Полк тогда располагался в полусотне километров от границы, на маленькой станции с длинным названием.

В ночь на 22 июня полк был поднят по тревоге для передислокации в ближайший лес. Никто не знал тогда, что эта тревога - последняя учебная. Утром станцию бомбили. А вечером полк вошел в соприкосновение с противником.

Начались тяжелые бои. Только по ночам выпадали короткие передышки. Полк понес первые потери. Немецкое командование не жалело ни снарядов, ни патронов, ни собственных солдат. Это подполковник Зайцев понял в первый же день войны.

Немцы шли в атаку с засученными рукавами, пьяные, ведя бесприцельный огонь. Прижимали ложа автоматов к животам и поливали свинцом белый свет.

– И нам патронов не жалко, - сказал Зайцев, наблюдая за одной из таких атак. - Жалко пулю, которая врага не достанет.

Фашисты бросили против полка танки. Танки шли по шоссе. В лес не сворачивали, видно боялись застрять. Вид у них был грозный, жуткий.

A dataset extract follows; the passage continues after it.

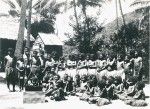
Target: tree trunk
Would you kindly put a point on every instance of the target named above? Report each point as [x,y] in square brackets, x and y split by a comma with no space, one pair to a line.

Необстрелянные бойцы кое-где дрогнули, отошли. Танки прорвались в сторону Гронска, разрезали полк на две неравные части. Пропала связь с дивизией. Зайцев команды на отход не давал. Когда танки ушли в прорыв, он сомкнул полк. И снова немцев встретили дружным огнем.

Бой гремел дотемна. И опять Зайцев отметил, что противник не жалеет ни боеприпасов, ни людей.

– Прет, как разъяренный медведь, - неодобрительно отозвался о противнике Зайцев, когда они с начштаба ждали на командном пункте связи с дивизией. - А ежели он медведь - ты ему стань рогатиной: дери шкуру, выворачивай кишки!